In his latest book, Barton asserts that Jefferson strayed in and
out of Christian orthodoxy, was influenced by the first and second
Great Awakenings, and later was influenced by the prevalence of
Christian Primitivists and Restorationists in the Charlottesville,
Virginia area. These movements emphasized “primitive” Christianity
based ostensibly only on the Bible while they rejected what they
thought was church tradition, like belief in the Trinity or
Christ’s specific deity. They emphasized the Gospels but not the
Epistles or the Old Testament. They also were interdenominational
and anti-Calvinist. Beyond saying that preachers of these doctrines
were common in Jefferson’s neighborhood, and showing how some of
their themes were similar to Jefferson’s, Barton does not
specifically demonstrate their direct influence on Jefferson.

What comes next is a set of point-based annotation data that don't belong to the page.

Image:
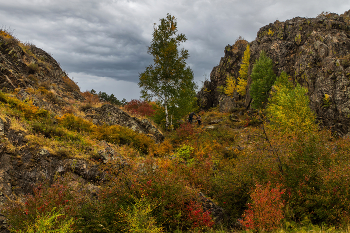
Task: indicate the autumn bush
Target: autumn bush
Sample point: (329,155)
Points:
(122,135)
(45,202)
(162,185)
(25,110)
(90,98)
(265,212)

Barton insists Jefferson was theologically orthodox until middle
aged. But other writers, including conservative Christians, date
Jefferson’s departure from orthodoxy to his early manhood.
Barton readily admits that Jefferson was an enthusiast for
Unitarianism during his final years, even as he continued to attend
and financially support Trinitarian churches, especially the
Episcopal Church, in which he had served as vestryman during his
younger years. Although acknowledging Jefferson’s heterodox
theology, Barton concludes Jefferson was “pro-Christian and
pro-Jesus.” Barton’s critics cite this rhetoric as evidence of
Barton’s crusade to enlist the Founding Fathers as posthumous
friends of the modern Religious Right. Some Religious Right
authors, like the late Peter Marshall (son of the famous U.S.
Senate chaplain of the same name), have demonized Jefferson as an
infidel who contrasted with more devout Founders. But Barton sides
with others like Pat Robertson, who also claims Jefferson as a
friend to religion and to liberty whatever his personal
theology.
As even his critics grant, Barton successfully recalls lots of
forgotten early American religious history, including obscure
clergy, which they complain only makes him more dangerous. Barton’s
linking Jefferson to early 19th century Christian Primitivism and
Restorationism (whose descendants largely became Trinitarian and
are today in the modern Churches of Christ and the Christian
Church-Disciples of Christ) is provocative but, at least in his
book, somewhat lacking in direct evidence. Most religious writers
tie Jefferson’s religious beliefs to European Enlightenment
thinkers.
A definitive book on Jefferson and religion is probably yet to
be written. What is needed is a work like Michael Novak’s recent
Washington’s God or Mary Thompson’s In the Hands of a
Good Providence. Both these books subtly disprove the frequent
charge that George Washington was a deist without exaggerating his
piety or orthodoxy.
Jefferson was a lifelong church goer and supporter who regarded
himself as a Christian, even while privately rejecting its key
doctrines as a distraction from its moral teachings. Like any good
politician, he nurtured friendships with believers in nearly all
religious groups then in America. And he sincerely believed that
religion was essential to national character. For him the free
exercise of religion fully in public life was especially important
to restraining unlimited government.
It’s pointless to claim Jefferson for the modern Religious
Right. But it’s even more absurd to equate him with Norman Lear.
And Bishop Willimon’s implication that Jefferson was a sort of
Robespierre who drove religion into the closet is equally baseless.
Like nearly all the Founding Fathers, Jefferson spoke and acted on
grand themes that transcend most modern American ideological
categories. That the Religious Right and secular Left can both at
times claim Jefferson likely would delight him.